Artist Norman Rockwell painted her before her ninth birthday. Look, a popular magazine of that era, featured her the year she turned ten. All the major newspapers of her childhood captured her story. And all of this because Ruby Bridges was the first black child ever to attend an all-white public school in New Orleans, Louisiana. The year was 1960 and Ruby Bridges was only six years old.
It’s often hard to look back on history and judge events by today’s standards. But in 1960 when the Civil Rights Movement was gathering momentum, a Louisiana judge selected six young black girls to attend white elementary schools and begin the process of integration in New Orleans. Two of the girls chose to remain in their old schools and three of the girls were assigned to McDonough Elementary. Ruby was sent alone, by herself, to William Frantz Elementary.

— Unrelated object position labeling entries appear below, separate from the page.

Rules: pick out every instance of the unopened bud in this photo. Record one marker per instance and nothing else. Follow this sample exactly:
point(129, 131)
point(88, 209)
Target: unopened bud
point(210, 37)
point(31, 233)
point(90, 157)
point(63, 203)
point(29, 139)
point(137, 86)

It would have been a daunting experience to go to a school where you were the only minority child, but Ruby encountered unprecedented hate as crowds of angry parents withdrew their children from the school and teachers went out of their way to avoid Ruby, except one: Barbara Henry would become her year-long teacher. On Ruby’s first day she entered her classroom to find it completely empty – she was in a class of one.
Day by day townspeople grew angrier and shouted ugly names at her as Ruby walked to school. Soon federal marshals were ordered to escort Ruby along her route. Those marshals may have protected her body, but the loneliness of going where no one wants you, had to tug at her heart. She had the love of her parents, the caring of her teacher, and by luck the support of Dr. Robert Coles, a child psychiatrist who volunteered to work with her and her family to help with the ordeal of Ruby’s isolation.
Ruby learned to further her reading and writing skills in that first grade classroom without any peers, without any friends, without any company other than her teacher. She couldn’t go out on the play ground for recess or eat lunch with any other child; but she persevered and continued to study, continued to learn, and continued to go to school each day – with perfect attendance by the end of the year.
By her second year in elementary school, the angry mobs had dispersed and she was placed in a regular second grade classroom along with a few other black students. Her beloved first grade teacher Barbara Henry, however, did not have her contract renewed. It was a message that even Ruby understood.
Ruby Bridges went on to graduate from public high school in New Orleans, become a travel agent, and then marry and start a family. When one of her brothers died, Ruby took it upon herself to walk his three young daughters to school – to William Frantz Elementary School. Walking back into that building had to resurrect the ghosts of her early childhood. Undaunted, Ruby decided to begin volunteering at Frantz, working as a liaison between parents and the school.
Eventually she became a popular speaker, going out to schools and talking about the greatest lesson she ever learned: that each child is a unique being fashioned by God and that schools can be the place where children of all races and backgrounds can come together and learn from one another.
Ruby Bridges was a strong child who grew into a stronger woman.